France Honors Adam Gopnik with the Chevalier of the Order of Arts

March 14, 2013 | By Emily Katz

Adam Gopnik received the medal of Chevalier of the Order of Arts and Letters on March 11, 2013, in an insignia ceremony presided over by Antonin Baudry, Cultural Counselor of the French Embassy at the French Embassy Cultural Services in New York, amidst an illustrious gathering including Mr. Gopnik’s family, Editorial Director of The New Yorker Henry Finder, The New Yorker’s film critic Richard Brody, as well as other close friends and colleagues. 

In his remarks, Mr. Baudry praised Adam Gopnik’s Voltarian picture of France and America and described Gopnik as intellectually bilingual and filled with the nuances of French culture. He lauded Gopnik’s ability to extract deep meaning on subjects that are seemingly light and quoted famous highlights from Gopnik’s best-seller “Paris to the Moon.” Gopnik responded on this occasion with a heart-felt speech describing his longtime relationship with France in which he stated that France has never disappointed him.
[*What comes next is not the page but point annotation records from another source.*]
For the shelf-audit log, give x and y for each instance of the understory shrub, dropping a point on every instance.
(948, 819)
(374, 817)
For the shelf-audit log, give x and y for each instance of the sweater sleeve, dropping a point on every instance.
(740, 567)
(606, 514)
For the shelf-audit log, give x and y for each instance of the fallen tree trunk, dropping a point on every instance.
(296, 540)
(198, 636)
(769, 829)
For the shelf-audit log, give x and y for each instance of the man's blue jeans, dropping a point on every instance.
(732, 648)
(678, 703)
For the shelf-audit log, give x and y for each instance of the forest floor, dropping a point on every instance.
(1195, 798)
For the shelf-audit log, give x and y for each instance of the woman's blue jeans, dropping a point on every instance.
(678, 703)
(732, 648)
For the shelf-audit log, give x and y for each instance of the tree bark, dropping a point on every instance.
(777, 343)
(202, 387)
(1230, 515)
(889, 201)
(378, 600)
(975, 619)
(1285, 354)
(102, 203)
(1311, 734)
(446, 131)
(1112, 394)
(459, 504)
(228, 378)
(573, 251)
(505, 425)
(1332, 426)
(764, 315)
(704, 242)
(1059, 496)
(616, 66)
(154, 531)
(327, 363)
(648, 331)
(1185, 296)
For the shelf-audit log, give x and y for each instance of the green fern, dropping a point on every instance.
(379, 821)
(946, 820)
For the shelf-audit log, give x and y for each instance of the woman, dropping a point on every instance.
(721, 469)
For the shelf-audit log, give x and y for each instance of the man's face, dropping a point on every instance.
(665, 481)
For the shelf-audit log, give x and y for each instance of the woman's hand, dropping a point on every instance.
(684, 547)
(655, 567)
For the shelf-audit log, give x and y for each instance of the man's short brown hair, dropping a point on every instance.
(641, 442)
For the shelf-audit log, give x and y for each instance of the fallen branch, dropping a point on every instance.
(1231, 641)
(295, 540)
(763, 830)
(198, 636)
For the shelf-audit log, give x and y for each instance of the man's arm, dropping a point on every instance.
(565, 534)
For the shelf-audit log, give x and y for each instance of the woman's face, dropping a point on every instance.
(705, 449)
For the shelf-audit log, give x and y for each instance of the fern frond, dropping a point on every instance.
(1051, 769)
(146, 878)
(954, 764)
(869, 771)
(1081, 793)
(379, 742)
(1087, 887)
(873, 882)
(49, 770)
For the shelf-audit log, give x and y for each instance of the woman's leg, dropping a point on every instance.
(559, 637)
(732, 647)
About the Ordre des Arts et des Lettres
The Ordre des Arts et des Lettres (Order of Arts and Letters) was created in 1957 to recognize eminent artists and writers, as well as individuals who have contributed to furthering the arts in France and throughout the world.  The Order, which is composed of three ranks (chevalier, officer, commander), is given out twice annually to only a few hundred people worldwide. Several Americans have received the award, including Paul Auster, Ornette Coleman, Agnes Gund, Marilyn Horne, Jim Jarmusch, Richard Meier, Robert Paxton, Robert Redford, Meryl Streep, and Uma Thurman.